Eu vi um homem tendo um surto provocado pelo crack. Não um dos infelizes que desfilam sua miséria pelas cracolândias ou pelas ruas de bairros pobres, mas um senhor de classe média, na faixa dos 60 anos, que saiu de um supermercado numa manhã banal de segunda-feira com uma garrafa de cachaça e uma sacola com carne. Atravessou a rua e foi gritar palavrões para os avós, iguaizinhos a ele, que não o deixaram entrar no parquinho onde brincavam crianças pequenas. Deu um tapa nas costas de um deles e saiu gritando que ia usar suas compras para “trocar por pedra”. A polícia chegou em dois minutos, o homem amansou. Mas o surto não passou. Foi uma cena triste, chocante, deprimente. Quem defende a legalização das drogas deveria fazer um esforço para sair da bolha onde o “liberou geral” é considerado não só necessário como moderno e civilizado e ter alguma experiência direta com viciados. Querer consumir substâncias que alteram o comportamento, sem se preocupar com problemas com a lei, é uma reivindicação aberta ao debate de integrantes de sociedades livres. Mas usar argumentos falsos para isso é uma contrafação intelectual. As drogas não são inofensivas, sua liberação não acaba com o tráfico e os efeitos sobre sociedades mais vulneráveis são muito piores do que os vistos em países avançados. No Afeganistão, terra da papoula que produz o ópio, há um espantoso número calculado em 3,5 milhões viciados nos quais nem o Talibã dá jeito.
“O flagelo americano se chama fentanil, opiáceo sintético que mata mais de 100 000 pessoas por ano”

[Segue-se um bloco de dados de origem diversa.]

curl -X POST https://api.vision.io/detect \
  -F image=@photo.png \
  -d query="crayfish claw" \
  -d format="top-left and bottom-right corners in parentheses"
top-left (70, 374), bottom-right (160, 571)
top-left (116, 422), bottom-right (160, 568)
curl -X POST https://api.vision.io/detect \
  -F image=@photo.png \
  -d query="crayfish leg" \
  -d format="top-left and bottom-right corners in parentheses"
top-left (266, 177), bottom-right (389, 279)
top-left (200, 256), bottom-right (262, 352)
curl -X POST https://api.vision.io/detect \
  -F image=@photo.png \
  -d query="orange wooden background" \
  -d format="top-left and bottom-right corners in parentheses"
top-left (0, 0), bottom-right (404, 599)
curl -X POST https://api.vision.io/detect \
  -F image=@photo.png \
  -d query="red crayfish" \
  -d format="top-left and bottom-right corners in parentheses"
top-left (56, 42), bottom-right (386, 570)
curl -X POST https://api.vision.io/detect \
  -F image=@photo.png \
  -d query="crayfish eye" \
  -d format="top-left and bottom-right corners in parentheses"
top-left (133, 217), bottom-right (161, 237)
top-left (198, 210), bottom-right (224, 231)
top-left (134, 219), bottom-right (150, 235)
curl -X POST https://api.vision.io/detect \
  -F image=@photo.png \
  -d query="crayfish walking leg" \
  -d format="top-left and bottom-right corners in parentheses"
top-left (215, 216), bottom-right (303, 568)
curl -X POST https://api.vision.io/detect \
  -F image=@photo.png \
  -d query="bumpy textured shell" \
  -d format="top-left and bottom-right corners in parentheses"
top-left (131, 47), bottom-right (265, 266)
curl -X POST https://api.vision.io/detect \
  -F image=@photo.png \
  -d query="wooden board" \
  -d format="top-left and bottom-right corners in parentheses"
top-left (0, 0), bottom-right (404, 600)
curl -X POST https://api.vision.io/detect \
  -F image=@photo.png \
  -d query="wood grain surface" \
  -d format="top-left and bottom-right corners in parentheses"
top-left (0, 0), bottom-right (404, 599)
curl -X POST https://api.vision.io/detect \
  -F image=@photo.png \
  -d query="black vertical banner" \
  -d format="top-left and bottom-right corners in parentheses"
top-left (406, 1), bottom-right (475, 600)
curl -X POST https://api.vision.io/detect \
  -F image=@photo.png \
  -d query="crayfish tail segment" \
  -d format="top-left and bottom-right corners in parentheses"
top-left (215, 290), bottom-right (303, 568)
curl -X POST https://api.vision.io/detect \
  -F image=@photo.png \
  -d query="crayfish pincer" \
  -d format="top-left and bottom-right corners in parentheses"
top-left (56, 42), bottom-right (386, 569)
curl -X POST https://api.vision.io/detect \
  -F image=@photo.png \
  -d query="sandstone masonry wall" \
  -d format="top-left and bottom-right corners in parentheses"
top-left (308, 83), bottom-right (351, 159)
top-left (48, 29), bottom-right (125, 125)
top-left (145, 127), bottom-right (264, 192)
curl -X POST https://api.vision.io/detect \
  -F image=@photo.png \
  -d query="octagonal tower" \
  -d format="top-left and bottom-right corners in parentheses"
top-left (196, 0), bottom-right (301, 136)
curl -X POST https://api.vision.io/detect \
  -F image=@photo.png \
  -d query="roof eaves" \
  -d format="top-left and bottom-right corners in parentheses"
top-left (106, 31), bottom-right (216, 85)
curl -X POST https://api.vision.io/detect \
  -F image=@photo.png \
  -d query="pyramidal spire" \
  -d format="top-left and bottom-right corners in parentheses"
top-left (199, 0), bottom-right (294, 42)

Também não vale alegar, sem dados, que as drogas liberadas vão criar empregos e gerar impostos — argumento geralmente esgrimido por quem tem horror ao livre empreendedorismo e ao lucro em todas as outras instâncias, menos quando é para ter uma butique de maconha ao alcance de adolescentes vulneráveis. Lojas com aparência de confeitarias gourmets que expõem em louças com curadoria diferentes tipos de maconha realmente enfeitam cidades americanas onde o uso de drogas foi liberado, mas a verdade é que os crimes violentos aumentaram nos estados de livre uso e o tráfico continua prosperando e movimentando mais de 100 bilhões de dólares por ano. O flagelo americano se chama fentanil, um opiáceo sintético que mata mais de 100 000 pessoas por overdose por ano. Isso mesmo: 100 000. Os comprimidos são despejados no mercado mais cobiçado do mundo por traficantes mexicanos que, na guerra pelo domínio dessas praças opulentas, sequestram, torturam, esquartejam vivos e, em alguns casos, cozinham e comem rivais de outros cartéis. Não viraram empreendedores cool.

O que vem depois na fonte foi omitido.